Da Melbourne ad Abu Dhabi è stato come assistere a una metamorfosi. Un'escalation della competitività netta, in Red Bull. Tra i top team ha segnato la crescita più evidente, stante una Mercedes agevolmente in grado di conservare la propria supremazia. Adesso a Milton Keynes cercano il salto di qualità. Un po' come accadde in Ferrari nel passaggio dai risultati convincenti del 2015 alle aspettative, però tradite, sul 2016. Sperano nella sfida alla pari con Mercedes. Forse non da subito, il concetto tra le righe delle parole dette da Dieter Mateschitz, ma è innegabile che l'intervento di un nuovo regolamento tecnico è l'occasione da sfruttare per contendere i due titoli.

Riusciranno a tener fede ai proclami? «Renault ha introdotto persone nuove, ambiziose e, soprattutto, competenti nel 2016. C'è stato un gran passo avanti con Illien, mi aspetto quest'anno di avere la potenza necessaria per avvicinarci alla Mercedes.

Vogliamo essere assolutamente competitivi a metà campionato, attaccare Mercedes e lottare per vincere. Sul telaio sono certo possiamo essere ancora il riferimento. La grande incognita resta la Ferrari, comunque. Poi, per quanto riguarda i piloti, Ricciardo-Verstappen è un ovvio elemento a nostro vantaggio», racconta Mateschitz in un'intervista a Speedweek.

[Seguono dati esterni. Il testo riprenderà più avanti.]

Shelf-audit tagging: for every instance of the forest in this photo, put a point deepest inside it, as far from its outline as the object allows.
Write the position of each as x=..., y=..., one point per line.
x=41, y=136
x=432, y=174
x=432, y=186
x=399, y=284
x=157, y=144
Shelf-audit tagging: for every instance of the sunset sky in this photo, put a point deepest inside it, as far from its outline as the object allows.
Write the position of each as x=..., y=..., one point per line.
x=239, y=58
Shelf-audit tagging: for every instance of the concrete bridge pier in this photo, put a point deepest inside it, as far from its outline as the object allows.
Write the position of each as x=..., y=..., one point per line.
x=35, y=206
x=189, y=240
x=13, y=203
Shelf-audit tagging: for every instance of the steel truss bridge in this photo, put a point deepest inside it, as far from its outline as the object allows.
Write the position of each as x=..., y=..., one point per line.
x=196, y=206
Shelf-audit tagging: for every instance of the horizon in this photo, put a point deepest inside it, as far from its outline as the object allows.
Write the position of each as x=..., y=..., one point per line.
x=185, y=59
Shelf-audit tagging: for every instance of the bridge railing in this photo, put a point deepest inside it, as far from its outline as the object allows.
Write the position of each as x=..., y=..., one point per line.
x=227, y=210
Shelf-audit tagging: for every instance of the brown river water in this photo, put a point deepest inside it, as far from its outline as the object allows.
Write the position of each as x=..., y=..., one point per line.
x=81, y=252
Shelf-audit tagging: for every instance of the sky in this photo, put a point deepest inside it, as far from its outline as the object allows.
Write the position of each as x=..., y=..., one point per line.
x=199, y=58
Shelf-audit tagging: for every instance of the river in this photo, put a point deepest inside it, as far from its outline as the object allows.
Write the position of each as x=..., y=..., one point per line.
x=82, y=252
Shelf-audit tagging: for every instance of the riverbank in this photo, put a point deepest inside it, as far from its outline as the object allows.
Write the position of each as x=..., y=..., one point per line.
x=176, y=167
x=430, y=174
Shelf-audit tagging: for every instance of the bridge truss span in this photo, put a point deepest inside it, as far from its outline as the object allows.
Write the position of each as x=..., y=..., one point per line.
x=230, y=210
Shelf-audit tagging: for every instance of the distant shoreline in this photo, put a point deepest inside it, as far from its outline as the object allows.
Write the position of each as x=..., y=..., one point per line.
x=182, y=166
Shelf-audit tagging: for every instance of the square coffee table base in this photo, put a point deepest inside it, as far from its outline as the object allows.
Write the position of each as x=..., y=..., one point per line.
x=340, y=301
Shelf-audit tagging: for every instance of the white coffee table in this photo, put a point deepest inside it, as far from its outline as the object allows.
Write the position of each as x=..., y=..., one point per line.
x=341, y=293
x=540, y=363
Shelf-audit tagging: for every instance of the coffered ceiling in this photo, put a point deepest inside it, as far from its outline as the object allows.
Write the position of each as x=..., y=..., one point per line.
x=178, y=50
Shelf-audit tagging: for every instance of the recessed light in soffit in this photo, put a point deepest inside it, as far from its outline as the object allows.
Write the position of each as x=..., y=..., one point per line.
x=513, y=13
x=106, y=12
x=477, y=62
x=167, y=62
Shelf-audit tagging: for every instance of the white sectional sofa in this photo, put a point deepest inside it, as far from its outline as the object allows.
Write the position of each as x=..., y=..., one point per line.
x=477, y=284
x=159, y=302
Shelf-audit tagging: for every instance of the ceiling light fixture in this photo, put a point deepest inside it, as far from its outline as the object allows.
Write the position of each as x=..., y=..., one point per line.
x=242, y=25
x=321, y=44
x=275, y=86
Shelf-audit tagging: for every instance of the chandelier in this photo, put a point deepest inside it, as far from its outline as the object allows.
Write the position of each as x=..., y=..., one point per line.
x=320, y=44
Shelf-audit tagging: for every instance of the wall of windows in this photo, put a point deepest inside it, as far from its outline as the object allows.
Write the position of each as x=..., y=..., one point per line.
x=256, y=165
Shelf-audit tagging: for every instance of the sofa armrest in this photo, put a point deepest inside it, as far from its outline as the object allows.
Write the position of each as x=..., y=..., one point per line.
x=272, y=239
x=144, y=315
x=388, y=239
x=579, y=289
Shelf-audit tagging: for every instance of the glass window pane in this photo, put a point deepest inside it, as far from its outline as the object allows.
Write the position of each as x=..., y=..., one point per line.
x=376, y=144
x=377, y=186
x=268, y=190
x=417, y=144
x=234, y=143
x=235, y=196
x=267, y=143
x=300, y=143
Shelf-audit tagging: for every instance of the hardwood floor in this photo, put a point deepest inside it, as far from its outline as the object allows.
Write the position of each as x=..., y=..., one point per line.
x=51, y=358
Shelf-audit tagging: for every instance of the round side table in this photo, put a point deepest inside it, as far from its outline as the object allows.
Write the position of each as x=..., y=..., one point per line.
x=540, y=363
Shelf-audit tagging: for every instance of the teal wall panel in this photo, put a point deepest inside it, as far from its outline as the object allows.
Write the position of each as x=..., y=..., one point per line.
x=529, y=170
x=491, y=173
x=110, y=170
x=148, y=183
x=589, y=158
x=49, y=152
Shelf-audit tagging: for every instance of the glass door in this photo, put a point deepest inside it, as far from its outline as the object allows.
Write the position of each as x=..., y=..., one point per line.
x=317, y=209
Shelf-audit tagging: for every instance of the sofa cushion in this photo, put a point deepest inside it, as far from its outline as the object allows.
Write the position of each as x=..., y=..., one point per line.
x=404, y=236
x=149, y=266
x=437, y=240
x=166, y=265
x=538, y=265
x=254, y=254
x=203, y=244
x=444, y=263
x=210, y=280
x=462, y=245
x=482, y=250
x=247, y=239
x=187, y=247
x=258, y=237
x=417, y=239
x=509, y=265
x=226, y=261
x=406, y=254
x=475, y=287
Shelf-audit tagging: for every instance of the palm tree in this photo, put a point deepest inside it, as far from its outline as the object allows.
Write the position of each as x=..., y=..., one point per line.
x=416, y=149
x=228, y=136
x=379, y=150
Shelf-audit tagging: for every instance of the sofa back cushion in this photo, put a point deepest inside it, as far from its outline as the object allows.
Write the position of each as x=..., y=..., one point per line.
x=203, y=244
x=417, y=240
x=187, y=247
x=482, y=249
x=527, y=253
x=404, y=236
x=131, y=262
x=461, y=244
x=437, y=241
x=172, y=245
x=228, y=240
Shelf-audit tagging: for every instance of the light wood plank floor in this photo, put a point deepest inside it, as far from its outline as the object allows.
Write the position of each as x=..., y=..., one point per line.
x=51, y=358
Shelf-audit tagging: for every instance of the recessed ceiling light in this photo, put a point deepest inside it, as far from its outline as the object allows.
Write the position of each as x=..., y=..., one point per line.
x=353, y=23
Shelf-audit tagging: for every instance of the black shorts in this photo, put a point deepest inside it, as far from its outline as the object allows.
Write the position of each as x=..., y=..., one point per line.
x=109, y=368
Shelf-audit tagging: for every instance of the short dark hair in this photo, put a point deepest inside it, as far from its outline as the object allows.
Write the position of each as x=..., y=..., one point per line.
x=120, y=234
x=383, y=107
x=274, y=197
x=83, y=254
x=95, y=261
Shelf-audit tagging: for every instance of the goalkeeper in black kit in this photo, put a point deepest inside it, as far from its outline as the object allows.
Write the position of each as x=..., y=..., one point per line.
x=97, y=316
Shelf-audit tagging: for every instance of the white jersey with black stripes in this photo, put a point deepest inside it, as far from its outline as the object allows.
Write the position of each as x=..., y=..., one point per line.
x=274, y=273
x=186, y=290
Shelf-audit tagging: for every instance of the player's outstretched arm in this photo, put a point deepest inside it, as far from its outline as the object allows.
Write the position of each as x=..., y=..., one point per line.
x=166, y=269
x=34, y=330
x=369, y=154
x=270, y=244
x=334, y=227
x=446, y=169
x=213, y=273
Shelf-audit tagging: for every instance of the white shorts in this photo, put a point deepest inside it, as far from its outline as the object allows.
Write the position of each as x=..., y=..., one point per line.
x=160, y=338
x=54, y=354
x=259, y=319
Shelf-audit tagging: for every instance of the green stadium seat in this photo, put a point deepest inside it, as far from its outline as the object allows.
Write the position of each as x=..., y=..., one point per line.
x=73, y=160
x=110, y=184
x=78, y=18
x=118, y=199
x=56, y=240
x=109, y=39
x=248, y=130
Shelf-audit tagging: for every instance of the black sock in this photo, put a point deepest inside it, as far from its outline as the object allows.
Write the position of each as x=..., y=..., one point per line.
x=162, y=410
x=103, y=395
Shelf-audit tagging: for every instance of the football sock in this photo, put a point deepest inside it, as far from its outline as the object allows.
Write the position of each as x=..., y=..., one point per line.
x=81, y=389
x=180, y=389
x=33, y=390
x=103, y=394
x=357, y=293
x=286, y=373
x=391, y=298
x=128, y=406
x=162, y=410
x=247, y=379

Metà campionato per rivaleggiare alla pari potrebbe rappresentare un traguardo tardivo in ottica iridata, tanto più se il rendimento dei campioni del mondo sarà quello che ne ha contraddistinto gli ultimi tre campionati. L'incognita Ferrari è reale, cosa attendersi dalla Rossa? Avrà colmato il chiaro gap che si trascina da tempo sul fronte aerodinamico e telaistico? Aver fatto meglio lo scorso anno è una medaglia da appuntarsi al petto, per Mateschitz: «Nel complesso siamo andati meglio di quanto non ci aspettassimo, grazie alla collaborazione con Mario Illien e il gruppo di tecnici Renault. Aver distanziato la Ferrari è meno importante sotto un profilo finanziario, per i premi, piuttosto è una questione d'onore».

Non manca un breve passaggio anche su Sebastian Vettel: «Ho dei contatti di tanto in tanto, quando vado ai gran premi o telefonicamente, quasi sempre però si parla per poco. Gliel'ho sempre detto, il rosso non è il tuo colore».